1Department CISS, Royal Military Academy, 2007 Brussels, Belgium
2Land and Air Systems Division, Norwegian Defence Research Establishment (FFI), 2007 Kjeller, Norway
3Theoretical and Applied Optics Department, French Aerospace Laboratory (ONERA), FR-31055 Toulouse Cedex 4, France
4Department of Mathematics, Royal Military Academy, Brussels, Belgium

Received 24 May 2012; Revised 22 August 2012; Accepted 9 September 2012

Academic Editor: Xiaofei Hu

Copyright © 2012 Dirk Borghys et al. This is an open access article distributed under the Creative Commons Attribution License, which permits unrestricted use, distribution, and reproduction in any medium, provided the original work is properly cited.

Abstract

Anomaly detection (AD) in hyperspectral data has received a lot of attention for various applications. The aim of anomaly detection is to detect pixels in the hyperspectral data cube whose spectra differ significantly from the background spectra. Many anomaly detectors have been proposed in the literature. They differ in the way the background is characterized and in the method used for determining the difference between the current pixel and the background. The most well-known anomaly detector is the RX detector that calculates the Mahalanobis distance between the pixel under test (PUT) and the background.

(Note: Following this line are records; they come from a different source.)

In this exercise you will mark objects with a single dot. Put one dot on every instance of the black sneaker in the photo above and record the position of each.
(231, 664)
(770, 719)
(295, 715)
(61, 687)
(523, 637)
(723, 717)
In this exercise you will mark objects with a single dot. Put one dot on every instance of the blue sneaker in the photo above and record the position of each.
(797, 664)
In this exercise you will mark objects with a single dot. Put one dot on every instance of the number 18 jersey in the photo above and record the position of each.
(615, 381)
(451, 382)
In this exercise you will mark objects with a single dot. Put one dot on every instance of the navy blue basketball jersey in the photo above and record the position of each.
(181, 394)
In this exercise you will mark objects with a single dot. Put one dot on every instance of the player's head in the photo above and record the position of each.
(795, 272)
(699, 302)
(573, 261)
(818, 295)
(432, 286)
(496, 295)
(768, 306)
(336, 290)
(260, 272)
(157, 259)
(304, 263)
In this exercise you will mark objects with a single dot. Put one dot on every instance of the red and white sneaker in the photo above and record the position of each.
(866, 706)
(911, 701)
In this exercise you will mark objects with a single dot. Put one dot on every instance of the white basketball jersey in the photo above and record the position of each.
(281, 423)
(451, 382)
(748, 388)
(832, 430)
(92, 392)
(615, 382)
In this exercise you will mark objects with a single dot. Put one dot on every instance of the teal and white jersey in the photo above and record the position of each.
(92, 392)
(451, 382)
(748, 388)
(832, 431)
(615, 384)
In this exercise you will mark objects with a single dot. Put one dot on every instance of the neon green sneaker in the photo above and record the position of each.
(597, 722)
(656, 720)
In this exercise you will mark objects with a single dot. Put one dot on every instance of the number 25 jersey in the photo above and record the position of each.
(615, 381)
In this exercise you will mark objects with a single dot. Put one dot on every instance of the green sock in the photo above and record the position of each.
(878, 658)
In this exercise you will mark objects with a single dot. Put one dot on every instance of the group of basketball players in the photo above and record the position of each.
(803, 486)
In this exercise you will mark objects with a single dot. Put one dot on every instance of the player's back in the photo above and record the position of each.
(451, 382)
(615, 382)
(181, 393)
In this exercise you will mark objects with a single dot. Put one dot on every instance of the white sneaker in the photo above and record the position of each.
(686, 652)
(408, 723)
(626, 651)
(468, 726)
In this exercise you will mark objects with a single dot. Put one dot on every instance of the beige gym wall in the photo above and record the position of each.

Global RX characterizes the background of the complete scene by a single multivariate normal probability density function. In many cases, this model is not appropriate for describing the background. For that reason a variety of other anomaly detection methods have been developed. This paper examines three classes of anomaly detectors: subspace methods, local methods, and segmentation-based methods. Representative examples of each class are chosen and applied on a set of hyperspectral data with diverse complexity. The results are evaluated and compared.